Recent research findings increasingly show aging isn't just a random, wearing-out process. Rather, it appears to be controlled by specific genetic changes that affect underlying molecular mechanisms. "So my bias," says Dr. Burmer, chief scientific officer and executive vice president of LifeSpan, "is, that you won't affect human life span very much until you start treating the underlying genetic mechanisms causing disease."
Burmer and Brown believe that for certain specific diseases, the underlying genetic mechanism eventually converges into a common pathway leading to symptoms. Hypothetically, this common pathway could be blocked if you find the right gene to target with a drug, effectively throwing a wrench in the machine.
"The model we and others are following is to identify genes related to the progression of the disease," says Burmer. "This may not necessarily entail the primary cause of disease, although it might. But, it's somewhere in the common pathway. The principle is that, somewhere in the pathway, there's a target you can develop a drug against."
Not surprisingly, finding common pathways is not easy. No matter how you look at it, disease is very complex. For one thing, genes can act very differently. Some genes are risk factors for a disease; thus, when they're activated, you're at higher risk for developing the disease. In most cases of disease, though, no single gene can be isolated. "Even when you can isolate a single gene, it may only be involved in a few cases of the disease," adds Brown.

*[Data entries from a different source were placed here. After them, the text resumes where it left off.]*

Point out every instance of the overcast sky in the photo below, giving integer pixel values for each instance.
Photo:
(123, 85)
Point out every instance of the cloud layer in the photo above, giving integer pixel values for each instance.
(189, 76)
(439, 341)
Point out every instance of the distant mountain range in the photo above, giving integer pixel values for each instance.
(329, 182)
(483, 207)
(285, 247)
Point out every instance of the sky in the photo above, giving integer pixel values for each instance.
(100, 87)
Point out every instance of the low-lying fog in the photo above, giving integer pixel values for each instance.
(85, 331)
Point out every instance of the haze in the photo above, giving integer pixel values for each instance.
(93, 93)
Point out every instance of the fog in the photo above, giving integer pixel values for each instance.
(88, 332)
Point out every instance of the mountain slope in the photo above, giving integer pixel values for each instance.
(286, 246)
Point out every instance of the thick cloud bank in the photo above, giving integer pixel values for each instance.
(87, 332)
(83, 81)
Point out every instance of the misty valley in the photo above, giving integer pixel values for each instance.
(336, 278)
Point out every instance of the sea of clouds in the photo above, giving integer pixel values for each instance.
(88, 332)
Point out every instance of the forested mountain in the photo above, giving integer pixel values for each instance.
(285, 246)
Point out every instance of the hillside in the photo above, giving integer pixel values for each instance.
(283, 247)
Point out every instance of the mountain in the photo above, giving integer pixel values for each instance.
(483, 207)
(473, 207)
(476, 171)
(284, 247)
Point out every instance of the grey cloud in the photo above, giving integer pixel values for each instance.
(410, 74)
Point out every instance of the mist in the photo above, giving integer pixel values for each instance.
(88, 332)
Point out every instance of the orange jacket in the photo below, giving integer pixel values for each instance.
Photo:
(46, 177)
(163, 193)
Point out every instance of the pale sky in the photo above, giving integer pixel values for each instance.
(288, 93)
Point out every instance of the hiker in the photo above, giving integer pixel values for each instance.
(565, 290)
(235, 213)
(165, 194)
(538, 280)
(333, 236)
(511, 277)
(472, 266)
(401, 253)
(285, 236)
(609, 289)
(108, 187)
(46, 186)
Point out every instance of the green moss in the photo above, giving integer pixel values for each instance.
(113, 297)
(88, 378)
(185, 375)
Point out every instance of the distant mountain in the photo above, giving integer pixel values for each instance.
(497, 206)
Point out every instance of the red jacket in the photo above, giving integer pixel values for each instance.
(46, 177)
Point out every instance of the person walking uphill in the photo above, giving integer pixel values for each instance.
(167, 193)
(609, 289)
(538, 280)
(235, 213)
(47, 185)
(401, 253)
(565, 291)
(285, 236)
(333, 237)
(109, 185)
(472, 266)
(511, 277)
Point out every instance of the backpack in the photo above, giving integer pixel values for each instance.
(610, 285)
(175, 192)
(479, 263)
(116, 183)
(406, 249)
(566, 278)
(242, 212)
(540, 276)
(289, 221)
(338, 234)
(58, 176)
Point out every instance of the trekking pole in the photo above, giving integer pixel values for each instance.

Such is the case with breast cancer. There are a number of risk factors for breast cancer, including the so-called BRCA-1 gene, age, X-rays (mammography), and estrogen levels. One or many risk factors may act on normal breast tissue, triggering a disease process, which-mediated through a common pathway-ultimately leads to cancer. Finding a "downstream target," such as an enzyme inhibitor, is potentially more effective than developing a drug to address the BRCA-1 gene (an "upstream target"), since the gene is a major cause of disease in relatively few women.
When Tissue is the Issue
Many investigators are tracking the genes in these common, multi-step disease pathways. But, like the blind men and the elephant, everyone may be somewhat correct but not have the whole picture yet. "We anticipate that companies like ours that focus on gene discovery will start seeing different parts of the picture," says Burmer. "In aging skin, for example, we see a whole cluster of genes that are up-regulated (turned on) or down-regulated (turned off) in coordinated fashion. So we're hoping to fill in many more pieces of the puzzle and put names to each step."
Analyzing changes in gene expression and identifying key genes at which to aim drugs isn't the same as finding a longevity drug. "When you think about a cure to aging," says Burmer, "what you're really talking about in technical terms is a form of controlled regeneration. That's a tough nut to crack. After a tissue undergoes regeneration, it's a question of the genetic code in the cells of that tissue being altered in such a way that it will, for example, double the number of stem cells being produced. It this could happen, it would be, in effect, the real cure to aging."
Even then, there are problems. Activating the "on switch" (if there actually is one) for continued stem-cell doubling in a tissue could increase the cancer rate in different organs. And how would you design a clinical trial to establish if a possible aging cure actually works? "You can design a therapeutic trial to measure a drug's effect on a disease," says Brown, "but how do you measure if a drug increases life expectancy? It's very difficult."